Clearly, I am not a scientist or an expert on climate change; I’m just a woman who loves Beyond burgers and thinks shaming consumers for their individual choices (or a cultural distaste for bugs) is a dubious strategy to fight climate change. There’s a 2018 Vox piece that I think of every time I start berating myself for forgetting to put a can in the recycling bin or my lack of interest in trying mealworms. He argues that climate change does not fit well within the framework of individual choices and gives this example:
If a serious Gen X climate activist cancels the family vacation to see the carbon-guilty grandparents, the Earth won’t care. What will matter is whether a business executive decides to travel back and forth between New York and London once a week instead of twice, or once a month instead of once a week. And it will only matter if all wealthy travelers make the same decision, consistently, over time.
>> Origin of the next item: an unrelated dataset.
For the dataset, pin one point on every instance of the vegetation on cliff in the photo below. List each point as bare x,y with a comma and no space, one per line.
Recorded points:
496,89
I respect the efforts of Time “Opinion” page to get people to collectively open their minds to bug eating and anyone who decides to give cricket succotash a shot. But I reject the suggestion that I personally have to get over not wanting to eat bugs if I care about the planet. Right now that’s too big a leap for me, and I bet that’s true for most people. Let’s invite more Americans to “Meatless Mondays,” Impossible Whoppers, and Imperfect Veganism first, and we’ll see where things go from there.